Sensible?” Runacarendalur demanded in disbelief. “They are in rebellion! Do you think they will just tamely return to their hovels and behave themselves?”

“But their cause is lost, Prince Runacar,” Ladyholder Edheleorn of Telthorelandor said mildly. “They will have no choice.”

“And of course we must send people with them to make certain they settle into their accustomed ways,” Lord Ivaloriel added. “We would need to do so in any event, for they must have escort through the Dragon’s Gate.”

“Ah, here it comes,” Lord Bolecthindial said bitterly. “Just who—my lord of Telthorelandor—is to look after these spoils of war? And where are they to be resettled? Do we draw lots for them?”

“Obviously they must be returned to the lands they came from,” Lord Clacheu of Denegathaiel said.

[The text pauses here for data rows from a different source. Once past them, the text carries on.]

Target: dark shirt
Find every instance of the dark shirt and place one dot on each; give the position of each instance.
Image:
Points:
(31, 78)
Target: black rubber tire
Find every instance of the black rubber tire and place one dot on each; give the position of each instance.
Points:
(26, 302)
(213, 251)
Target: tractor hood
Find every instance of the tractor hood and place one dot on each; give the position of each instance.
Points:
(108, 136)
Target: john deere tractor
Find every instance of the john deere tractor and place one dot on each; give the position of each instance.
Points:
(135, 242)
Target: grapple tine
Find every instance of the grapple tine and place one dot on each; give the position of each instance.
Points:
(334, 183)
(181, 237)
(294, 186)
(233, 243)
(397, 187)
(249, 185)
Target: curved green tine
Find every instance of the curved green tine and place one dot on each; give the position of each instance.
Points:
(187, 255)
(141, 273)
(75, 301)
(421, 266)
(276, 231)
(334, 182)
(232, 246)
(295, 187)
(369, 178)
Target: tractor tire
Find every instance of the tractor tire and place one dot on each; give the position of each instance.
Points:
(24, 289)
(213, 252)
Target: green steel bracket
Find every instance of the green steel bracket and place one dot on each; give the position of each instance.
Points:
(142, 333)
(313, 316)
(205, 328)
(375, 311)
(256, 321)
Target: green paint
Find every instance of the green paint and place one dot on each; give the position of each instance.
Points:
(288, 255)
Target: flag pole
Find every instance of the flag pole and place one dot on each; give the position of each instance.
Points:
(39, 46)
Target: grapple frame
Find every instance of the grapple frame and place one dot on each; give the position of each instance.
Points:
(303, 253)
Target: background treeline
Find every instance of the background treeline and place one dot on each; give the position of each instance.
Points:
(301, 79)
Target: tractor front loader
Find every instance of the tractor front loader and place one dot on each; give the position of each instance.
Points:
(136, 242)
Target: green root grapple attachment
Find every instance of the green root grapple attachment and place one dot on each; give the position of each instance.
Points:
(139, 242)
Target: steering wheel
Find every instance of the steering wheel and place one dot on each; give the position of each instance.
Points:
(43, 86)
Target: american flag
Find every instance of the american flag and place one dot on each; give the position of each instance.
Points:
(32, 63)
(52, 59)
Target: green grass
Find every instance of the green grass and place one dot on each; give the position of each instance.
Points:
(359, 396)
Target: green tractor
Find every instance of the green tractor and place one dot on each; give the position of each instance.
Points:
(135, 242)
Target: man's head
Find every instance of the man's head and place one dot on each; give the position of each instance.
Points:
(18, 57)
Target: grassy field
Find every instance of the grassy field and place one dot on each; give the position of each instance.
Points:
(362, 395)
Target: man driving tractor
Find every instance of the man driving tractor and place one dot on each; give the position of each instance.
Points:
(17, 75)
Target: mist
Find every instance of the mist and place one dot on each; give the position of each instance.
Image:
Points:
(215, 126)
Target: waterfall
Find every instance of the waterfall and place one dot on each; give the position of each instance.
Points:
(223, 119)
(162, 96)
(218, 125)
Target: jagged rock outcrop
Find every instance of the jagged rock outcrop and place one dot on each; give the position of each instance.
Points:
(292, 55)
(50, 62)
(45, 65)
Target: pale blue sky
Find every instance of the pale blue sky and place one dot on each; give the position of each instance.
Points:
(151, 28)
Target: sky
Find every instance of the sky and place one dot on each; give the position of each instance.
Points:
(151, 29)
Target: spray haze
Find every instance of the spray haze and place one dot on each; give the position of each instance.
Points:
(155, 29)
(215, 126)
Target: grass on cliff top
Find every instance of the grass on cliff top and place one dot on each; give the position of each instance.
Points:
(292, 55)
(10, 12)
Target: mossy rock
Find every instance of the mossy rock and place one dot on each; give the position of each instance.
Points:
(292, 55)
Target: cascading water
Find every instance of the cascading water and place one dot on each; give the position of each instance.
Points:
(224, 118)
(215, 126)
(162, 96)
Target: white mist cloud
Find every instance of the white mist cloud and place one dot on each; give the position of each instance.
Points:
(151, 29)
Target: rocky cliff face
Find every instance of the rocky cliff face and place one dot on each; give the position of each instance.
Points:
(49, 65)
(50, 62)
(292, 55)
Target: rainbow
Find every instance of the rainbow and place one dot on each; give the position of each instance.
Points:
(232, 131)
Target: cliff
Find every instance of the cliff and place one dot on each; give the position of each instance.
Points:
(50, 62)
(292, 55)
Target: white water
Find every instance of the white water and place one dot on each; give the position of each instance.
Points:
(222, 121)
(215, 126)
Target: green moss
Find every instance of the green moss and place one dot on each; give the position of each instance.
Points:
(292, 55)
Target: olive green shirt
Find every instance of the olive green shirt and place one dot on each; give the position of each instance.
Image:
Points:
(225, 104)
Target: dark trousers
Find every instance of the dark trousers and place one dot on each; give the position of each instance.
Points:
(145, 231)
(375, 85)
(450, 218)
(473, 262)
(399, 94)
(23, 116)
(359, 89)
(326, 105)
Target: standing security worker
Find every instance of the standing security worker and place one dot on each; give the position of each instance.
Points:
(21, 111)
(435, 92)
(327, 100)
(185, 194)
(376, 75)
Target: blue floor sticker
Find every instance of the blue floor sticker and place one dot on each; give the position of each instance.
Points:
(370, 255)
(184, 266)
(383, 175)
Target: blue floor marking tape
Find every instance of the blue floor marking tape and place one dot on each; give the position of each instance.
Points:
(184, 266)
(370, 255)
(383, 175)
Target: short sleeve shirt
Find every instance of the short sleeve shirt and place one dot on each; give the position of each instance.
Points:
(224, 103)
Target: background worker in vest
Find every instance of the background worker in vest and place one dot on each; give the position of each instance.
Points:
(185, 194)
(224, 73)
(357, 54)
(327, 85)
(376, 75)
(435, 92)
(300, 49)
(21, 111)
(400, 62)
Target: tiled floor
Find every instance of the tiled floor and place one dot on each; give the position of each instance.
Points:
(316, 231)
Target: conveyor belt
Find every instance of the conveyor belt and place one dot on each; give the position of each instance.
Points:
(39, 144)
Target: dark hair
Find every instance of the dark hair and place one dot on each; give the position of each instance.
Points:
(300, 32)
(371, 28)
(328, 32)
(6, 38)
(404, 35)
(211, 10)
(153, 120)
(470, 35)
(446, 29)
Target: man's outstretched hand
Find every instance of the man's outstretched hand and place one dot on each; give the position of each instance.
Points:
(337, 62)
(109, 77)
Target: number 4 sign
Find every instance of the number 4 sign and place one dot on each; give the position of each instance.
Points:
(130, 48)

“There speaks the weasel in the buttery!” Ladyholder Glorthiachiel cried with deadly sarcasm. “Next you will say that Denegathaiel has suffered the greatest losses and should receive the greatest portion!”

“And why not?” Lord Clacheu demanded. “Or are we next to hear that since Caerthalien now holds all of Brabamant’s lands, she should receive Brabamant’s chattels as well? Perhaps you would like to add Ivrithir and Oronviel to that tally? Laeldor? Araphant? Perhaps all we have taken rightfully belongs to Caerthalien?”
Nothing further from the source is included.